Published: October 09, 2014

This is an open-access article distributed under the terms of the Creative Commons Attribution License, which permits unrestricted use, distribution, and reproduction in any medium, provided the original author and source are credited.

ABSTRACT

Neuroblastoma is the most common extracranial tumor in childhood. Outcome of stage 4 disease remains poor and the development of novel therapeutic approaches is thus urgently needed. Taurolidine (TRD), originally invented to avoid catheter infections, has shown to exhibit antineoplastic activity in various cancers. The growth of neuroblastoma cell lines is inhibited by TRD as recently demonstrated. Further analysis disclosed a significant negative growth effect of TRD on the four neuroblastoma cell lines SH-EP TET21N, SK-N-AS, SK-N-BE(2)-M17 and SK-N-SH. Detected IC50 (51-274 µM; 48 h) are promising and correspond to clinically- achievable plasma levels. Apoptosis was induced (76-86%; 48 h) in a time- dependent manner mediated by a simultaneous activation of the intrinsic and extrinsic pathways. This was confirmed by cleavage of caspases -3, -8 and -9 and abrogation of apoptosis by pan-caspase inhibition. Application of TRD resulted in a significant enhancement of cytotoxic drugs vincristine/doxorubicin (2/3 of 4 cell lines) making TRD a promising candidate to be included in neuroblastoma therapy regimens in the future.

INTRODUCTION

Neuroblastoma, originating from sympathetic nervous tissue, is the most common extracranial tumor during childhood. Due to significant improvements in therapy in the recent years 5-year survival rates for non-high risk disease are good (>90%) [1]. However, stage 4 disease with distant organ metastases is highly common at diagnosis.

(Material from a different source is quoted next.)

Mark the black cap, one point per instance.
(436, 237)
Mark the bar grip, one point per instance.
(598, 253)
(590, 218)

At the same time, outcome remains poor despite primary surgery and chemotherapy as well as intensive treatment protocols including megatherapy followed by blood stem cell transplantation, differentiation therapy, or immunotherapy [2].

Therefore, the development of novel therapeutic approaches for the treatment of neuroblastoma is one of the main objectives in pediatric oncology [3, 4].

The drug taurolidine [bis(1,1-dioxoperhydro-1,2,4-thiadiazinyl-4)methane] (TRD) is derived from the aminosulfone acid taurine that is able to protect mammalian tissue from oxidant-induced injury [5]. It was originally synthesized by Geistlich-Pharma. TRD was initially used for its antiinflammatory and antimicrobial properties in the treatment of surgical and wound infections as well as for preventing infections by central venous catheters [6-8].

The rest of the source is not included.